At Susquehanna University, where I work as the First-Year Experience Librarian, my colleagues and I were noticing that the café in our library was busier than normal. In fact, it would have a line out the door from open until close. The café manager shared that they were averaging one thousand meal swipes a week –at the school’s smallest eatery. Like many places, our Dining Services Office was struggling to find enough staff. Students were also still wary of COVID, and they preferred the grab-and-go options of the library café and other campus eateries over the large open and maskless space that was the main dining hall. Students were sometimes waiting two hours for food after submitting an order. Some were putting in lunch orders at breakfast or skipping the lines (and dinner) altogether to make it to class on time. Bottom line? Our students were hungry.
In my role I work closely with Student Life, and I was expressing to one of my colleagues my concerns over student food insecurity. She told me that there were two pantries on campus (one in our chapel and one at the Hillel House), but she lamented that the need was growing beyond what those pantries could provide. Considering the library is located on the opposite side of campus from the chapel, I and my colleague, Tracy Powell, proposed we started a third pantry in the library.

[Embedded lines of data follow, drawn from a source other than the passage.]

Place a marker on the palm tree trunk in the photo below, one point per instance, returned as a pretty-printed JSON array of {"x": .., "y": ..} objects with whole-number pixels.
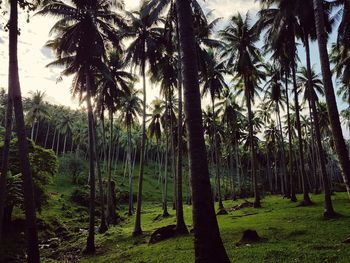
[
  {"x": 53, "y": 139},
  {"x": 32, "y": 130},
  {"x": 290, "y": 149},
  {"x": 340, "y": 146},
  {"x": 137, "y": 228},
  {"x": 90, "y": 244},
  {"x": 111, "y": 214},
  {"x": 180, "y": 221},
  {"x": 306, "y": 199},
  {"x": 5, "y": 155},
  {"x": 103, "y": 224},
  {"x": 207, "y": 241},
  {"x": 328, "y": 207},
  {"x": 29, "y": 206},
  {"x": 217, "y": 164},
  {"x": 253, "y": 156},
  {"x": 131, "y": 201},
  {"x": 284, "y": 177},
  {"x": 58, "y": 142},
  {"x": 47, "y": 135},
  {"x": 165, "y": 197},
  {"x": 64, "y": 144},
  {"x": 37, "y": 131}
]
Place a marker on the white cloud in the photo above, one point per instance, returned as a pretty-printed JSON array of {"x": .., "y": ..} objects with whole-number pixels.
[{"x": 227, "y": 8}]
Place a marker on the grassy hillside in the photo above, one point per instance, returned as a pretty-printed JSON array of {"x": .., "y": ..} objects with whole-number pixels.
[{"x": 291, "y": 233}]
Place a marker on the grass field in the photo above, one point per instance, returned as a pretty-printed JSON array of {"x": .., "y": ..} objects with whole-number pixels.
[{"x": 291, "y": 233}]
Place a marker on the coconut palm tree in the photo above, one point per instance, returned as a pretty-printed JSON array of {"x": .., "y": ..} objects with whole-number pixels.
[
  {"x": 130, "y": 109},
  {"x": 36, "y": 111},
  {"x": 142, "y": 50},
  {"x": 213, "y": 82},
  {"x": 208, "y": 244},
  {"x": 15, "y": 95},
  {"x": 340, "y": 145},
  {"x": 80, "y": 40},
  {"x": 243, "y": 59}
]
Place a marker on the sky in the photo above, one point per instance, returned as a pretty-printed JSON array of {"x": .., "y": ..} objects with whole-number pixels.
[{"x": 33, "y": 56}]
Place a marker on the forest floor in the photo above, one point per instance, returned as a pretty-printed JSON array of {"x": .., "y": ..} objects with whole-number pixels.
[{"x": 289, "y": 233}]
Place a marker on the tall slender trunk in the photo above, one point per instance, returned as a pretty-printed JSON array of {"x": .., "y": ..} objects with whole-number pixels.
[
  {"x": 53, "y": 139},
  {"x": 5, "y": 155},
  {"x": 284, "y": 177},
  {"x": 306, "y": 198},
  {"x": 29, "y": 206},
  {"x": 32, "y": 130},
  {"x": 129, "y": 167},
  {"x": 290, "y": 149},
  {"x": 111, "y": 214},
  {"x": 207, "y": 241},
  {"x": 137, "y": 227},
  {"x": 217, "y": 164},
  {"x": 340, "y": 145},
  {"x": 103, "y": 224},
  {"x": 90, "y": 244},
  {"x": 65, "y": 143},
  {"x": 58, "y": 142},
  {"x": 47, "y": 135},
  {"x": 37, "y": 131},
  {"x": 180, "y": 221},
  {"x": 328, "y": 207},
  {"x": 165, "y": 196},
  {"x": 257, "y": 203}
]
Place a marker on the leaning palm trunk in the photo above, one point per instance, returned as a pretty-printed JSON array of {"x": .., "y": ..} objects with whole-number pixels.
[
  {"x": 328, "y": 207},
  {"x": 290, "y": 150},
  {"x": 129, "y": 167},
  {"x": 103, "y": 226},
  {"x": 29, "y": 206},
  {"x": 253, "y": 156},
  {"x": 5, "y": 156},
  {"x": 217, "y": 164},
  {"x": 180, "y": 222},
  {"x": 111, "y": 214},
  {"x": 340, "y": 146},
  {"x": 90, "y": 244},
  {"x": 137, "y": 228},
  {"x": 207, "y": 241},
  {"x": 306, "y": 198},
  {"x": 284, "y": 177}
]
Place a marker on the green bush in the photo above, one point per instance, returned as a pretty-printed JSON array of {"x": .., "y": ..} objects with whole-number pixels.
[
  {"x": 75, "y": 167},
  {"x": 43, "y": 164}
]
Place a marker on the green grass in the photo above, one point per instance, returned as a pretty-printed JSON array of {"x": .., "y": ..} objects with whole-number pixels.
[{"x": 291, "y": 233}]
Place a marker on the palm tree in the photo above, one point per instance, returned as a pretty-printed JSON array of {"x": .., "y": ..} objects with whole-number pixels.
[
  {"x": 213, "y": 83},
  {"x": 111, "y": 89},
  {"x": 313, "y": 84},
  {"x": 130, "y": 106},
  {"x": 243, "y": 58},
  {"x": 276, "y": 98},
  {"x": 81, "y": 35},
  {"x": 15, "y": 93},
  {"x": 36, "y": 111},
  {"x": 283, "y": 27},
  {"x": 143, "y": 48},
  {"x": 208, "y": 244},
  {"x": 340, "y": 145}
]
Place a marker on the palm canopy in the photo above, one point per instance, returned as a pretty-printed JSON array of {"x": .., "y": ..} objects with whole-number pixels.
[
  {"x": 243, "y": 57},
  {"x": 146, "y": 38},
  {"x": 214, "y": 77},
  {"x": 36, "y": 107},
  {"x": 316, "y": 88},
  {"x": 274, "y": 88},
  {"x": 130, "y": 107},
  {"x": 81, "y": 34}
]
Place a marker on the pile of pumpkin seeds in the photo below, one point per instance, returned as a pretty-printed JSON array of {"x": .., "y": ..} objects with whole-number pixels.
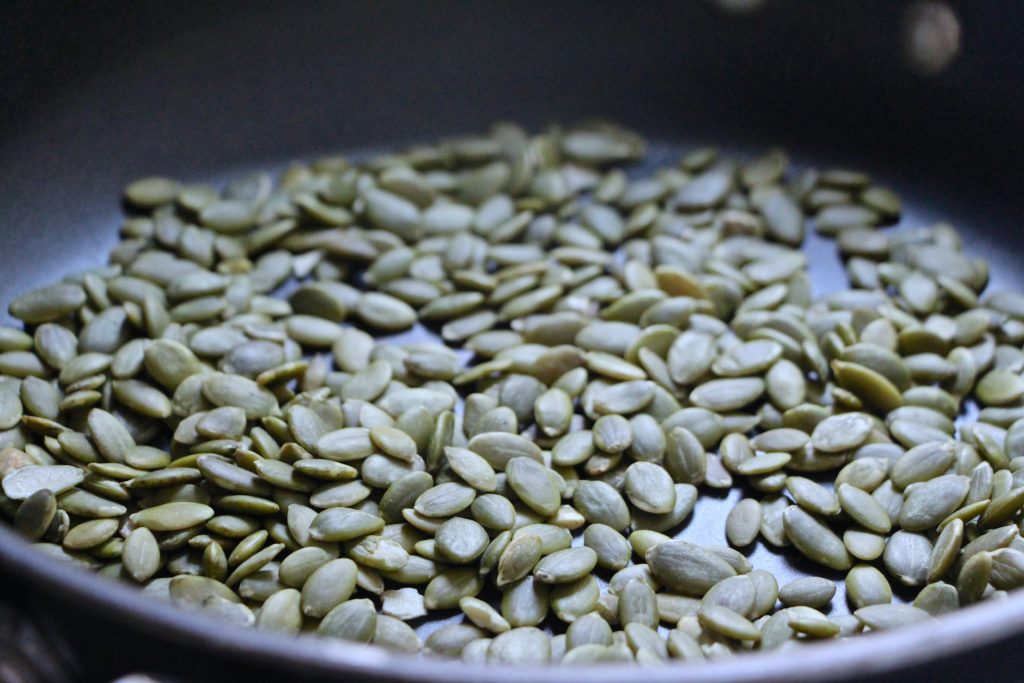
[{"x": 232, "y": 416}]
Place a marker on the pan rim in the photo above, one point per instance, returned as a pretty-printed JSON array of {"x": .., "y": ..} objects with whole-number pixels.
[{"x": 826, "y": 660}]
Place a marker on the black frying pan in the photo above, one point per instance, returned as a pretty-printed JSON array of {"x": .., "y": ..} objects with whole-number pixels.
[{"x": 94, "y": 94}]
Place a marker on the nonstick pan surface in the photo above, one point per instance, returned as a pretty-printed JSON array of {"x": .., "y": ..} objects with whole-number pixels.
[{"x": 96, "y": 94}]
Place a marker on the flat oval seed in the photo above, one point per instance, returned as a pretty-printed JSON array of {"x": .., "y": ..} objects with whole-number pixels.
[
  {"x": 565, "y": 565},
  {"x": 727, "y": 623},
  {"x": 815, "y": 540},
  {"x": 743, "y": 522},
  {"x": 140, "y": 555},
  {"x": 907, "y": 556},
  {"x": 172, "y": 516},
  {"x": 841, "y": 432},
  {"x": 929, "y": 503},
  {"x": 810, "y": 592},
  {"x": 687, "y": 568},
  {"x": 879, "y": 617},
  {"x": 534, "y": 484},
  {"x": 863, "y": 509},
  {"x": 866, "y": 586},
  {"x": 649, "y": 487},
  {"x": 23, "y": 482},
  {"x": 444, "y": 500},
  {"x": 600, "y": 504}
]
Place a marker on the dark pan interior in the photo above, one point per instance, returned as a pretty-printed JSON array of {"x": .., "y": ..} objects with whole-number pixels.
[{"x": 94, "y": 94}]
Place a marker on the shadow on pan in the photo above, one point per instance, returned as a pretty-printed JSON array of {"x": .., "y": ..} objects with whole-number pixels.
[{"x": 94, "y": 94}]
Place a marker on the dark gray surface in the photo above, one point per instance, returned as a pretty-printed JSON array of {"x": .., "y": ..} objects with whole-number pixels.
[{"x": 94, "y": 94}]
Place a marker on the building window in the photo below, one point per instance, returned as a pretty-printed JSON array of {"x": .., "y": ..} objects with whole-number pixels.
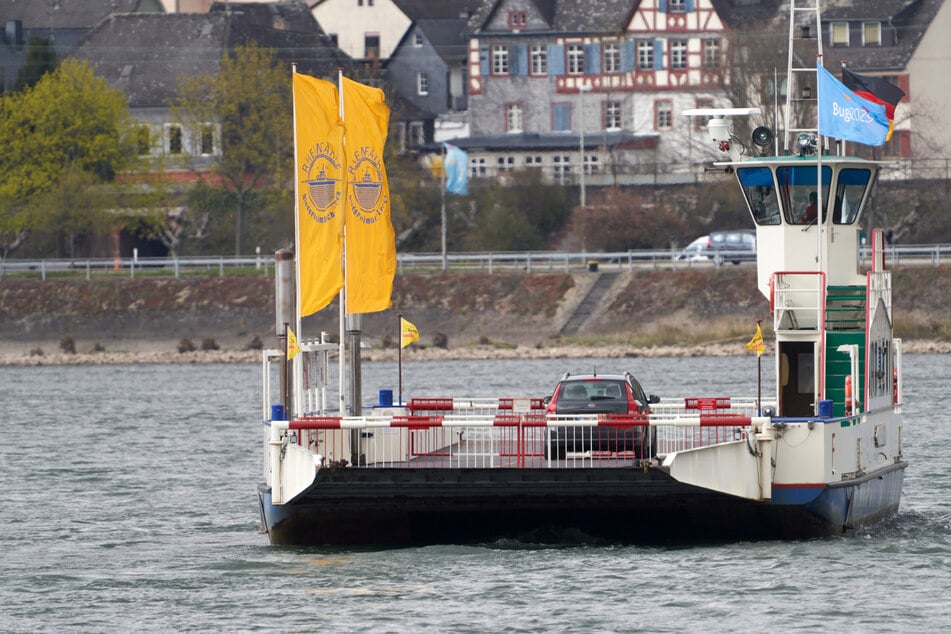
[
  {"x": 477, "y": 166},
  {"x": 562, "y": 168},
  {"x": 207, "y": 140},
  {"x": 500, "y": 59},
  {"x": 143, "y": 140},
  {"x": 517, "y": 19},
  {"x": 612, "y": 115},
  {"x": 575, "y": 59},
  {"x": 371, "y": 45},
  {"x": 416, "y": 135},
  {"x": 664, "y": 114},
  {"x": 840, "y": 34},
  {"x": 612, "y": 57},
  {"x": 678, "y": 54},
  {"x": 539, "y": 60},
  {"x": 645, "y": 54},
  {"x": 872, "y": 34},
  {"x": 700, "y": 123},
  {"x": 513, "y": 117},
  {"x": 591, "y": 164},
  {"x": 711, "y": 53},
  {"x": 174, "y": 139}
]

All SU pantries are funded by our Student Care Fund, which is a fund alumni specifically donate to in order to provide students with emergency supplies. Our pantry, like the others on campus, is stocked with lots of thought. Not all students have can openers, some students want to avoid the sodium levels that come with ramen noodles, some pre-packaged items still require fresh ingredients, etc. We try to find cans with tabs or ready-made pasta, and our chapel pantry has a refrigerator with milk, eggs, butter, etc. Our library pantry is also stocked with personal hygiene items. We have everything from soap and shampoo to feminine products, contact solution, acne scrub, and hairbrushes. In order to truly meet the students’ needs, we also have a notepad where students can write down items they’d like to see in our pantry. Many of the suggestions are for more organic items, fresh produce, and so on.

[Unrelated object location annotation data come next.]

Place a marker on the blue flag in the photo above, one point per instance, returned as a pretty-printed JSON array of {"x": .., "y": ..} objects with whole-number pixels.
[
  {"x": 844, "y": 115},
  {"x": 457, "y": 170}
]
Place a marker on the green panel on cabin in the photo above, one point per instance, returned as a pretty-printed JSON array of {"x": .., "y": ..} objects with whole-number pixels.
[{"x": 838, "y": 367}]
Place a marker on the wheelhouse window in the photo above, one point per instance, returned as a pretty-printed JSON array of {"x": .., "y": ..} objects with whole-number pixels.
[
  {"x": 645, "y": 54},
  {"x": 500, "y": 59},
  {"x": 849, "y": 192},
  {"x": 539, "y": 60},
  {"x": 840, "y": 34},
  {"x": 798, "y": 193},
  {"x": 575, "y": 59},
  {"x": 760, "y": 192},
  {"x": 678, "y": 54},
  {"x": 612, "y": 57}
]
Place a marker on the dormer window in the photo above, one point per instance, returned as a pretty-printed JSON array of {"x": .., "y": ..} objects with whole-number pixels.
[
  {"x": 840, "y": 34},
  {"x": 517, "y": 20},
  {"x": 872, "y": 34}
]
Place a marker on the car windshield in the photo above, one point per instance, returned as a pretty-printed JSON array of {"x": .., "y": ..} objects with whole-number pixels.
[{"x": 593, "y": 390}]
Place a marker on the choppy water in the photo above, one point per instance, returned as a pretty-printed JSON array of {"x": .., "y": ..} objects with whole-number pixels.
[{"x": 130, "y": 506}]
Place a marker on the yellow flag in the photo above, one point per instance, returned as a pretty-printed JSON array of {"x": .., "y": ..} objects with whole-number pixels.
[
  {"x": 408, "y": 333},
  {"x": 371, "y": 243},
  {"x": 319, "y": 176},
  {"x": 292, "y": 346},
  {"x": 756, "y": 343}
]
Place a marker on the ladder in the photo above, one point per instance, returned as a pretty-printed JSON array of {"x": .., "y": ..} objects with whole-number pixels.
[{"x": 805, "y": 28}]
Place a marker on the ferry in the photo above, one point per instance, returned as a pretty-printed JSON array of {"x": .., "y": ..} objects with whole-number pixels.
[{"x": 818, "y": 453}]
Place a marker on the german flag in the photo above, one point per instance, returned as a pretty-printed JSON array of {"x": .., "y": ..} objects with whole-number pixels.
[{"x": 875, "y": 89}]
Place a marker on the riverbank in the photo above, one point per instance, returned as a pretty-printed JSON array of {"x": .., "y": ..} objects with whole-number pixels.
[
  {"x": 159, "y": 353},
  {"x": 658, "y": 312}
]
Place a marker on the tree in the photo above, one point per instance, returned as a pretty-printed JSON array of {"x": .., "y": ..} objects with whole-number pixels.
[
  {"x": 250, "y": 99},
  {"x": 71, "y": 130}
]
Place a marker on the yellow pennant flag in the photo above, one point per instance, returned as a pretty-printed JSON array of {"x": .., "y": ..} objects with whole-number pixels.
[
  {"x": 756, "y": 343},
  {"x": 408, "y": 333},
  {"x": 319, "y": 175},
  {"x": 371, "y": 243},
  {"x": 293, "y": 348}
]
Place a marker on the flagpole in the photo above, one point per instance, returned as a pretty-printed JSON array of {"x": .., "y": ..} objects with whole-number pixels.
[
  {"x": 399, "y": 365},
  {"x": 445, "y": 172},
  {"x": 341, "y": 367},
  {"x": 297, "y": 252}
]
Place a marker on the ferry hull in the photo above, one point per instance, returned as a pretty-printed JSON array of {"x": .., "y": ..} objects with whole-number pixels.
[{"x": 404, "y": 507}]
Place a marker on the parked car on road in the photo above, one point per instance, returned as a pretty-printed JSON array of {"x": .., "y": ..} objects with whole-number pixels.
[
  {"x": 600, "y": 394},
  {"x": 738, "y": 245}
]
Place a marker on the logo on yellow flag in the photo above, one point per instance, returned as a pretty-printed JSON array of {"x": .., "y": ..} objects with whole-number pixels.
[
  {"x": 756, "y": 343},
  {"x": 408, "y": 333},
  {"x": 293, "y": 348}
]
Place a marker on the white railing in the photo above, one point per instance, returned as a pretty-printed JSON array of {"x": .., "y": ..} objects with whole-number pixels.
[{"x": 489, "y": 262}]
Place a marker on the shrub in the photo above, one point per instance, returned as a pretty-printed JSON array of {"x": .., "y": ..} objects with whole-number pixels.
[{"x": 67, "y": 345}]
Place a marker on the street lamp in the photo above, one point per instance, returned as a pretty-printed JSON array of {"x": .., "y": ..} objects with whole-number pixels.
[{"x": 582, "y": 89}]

Over the summer, when the campus eateries are closed, students hit the pantries even harder. Those of us who host the pantries are considering making each location have its own specialty. For example, the chapel is the only pantry with a refrigerator for fresh products. The library seems to be turning into the hotspot for personal hygiene items. And, finally, the Hillel House seems to be getting more requests than the others for organic and vegan items. Times are changing and so are our students’ needs. Before we think about how best to teach them information literacy, maybe we should stop and wonder if they ate yet today. How can we nurture the student as a whole person in addition to supporting them in their research needs? What resources exist on our campuses that we can tap into, or where are there gaps in meeting our students’ unique and dynamic needs?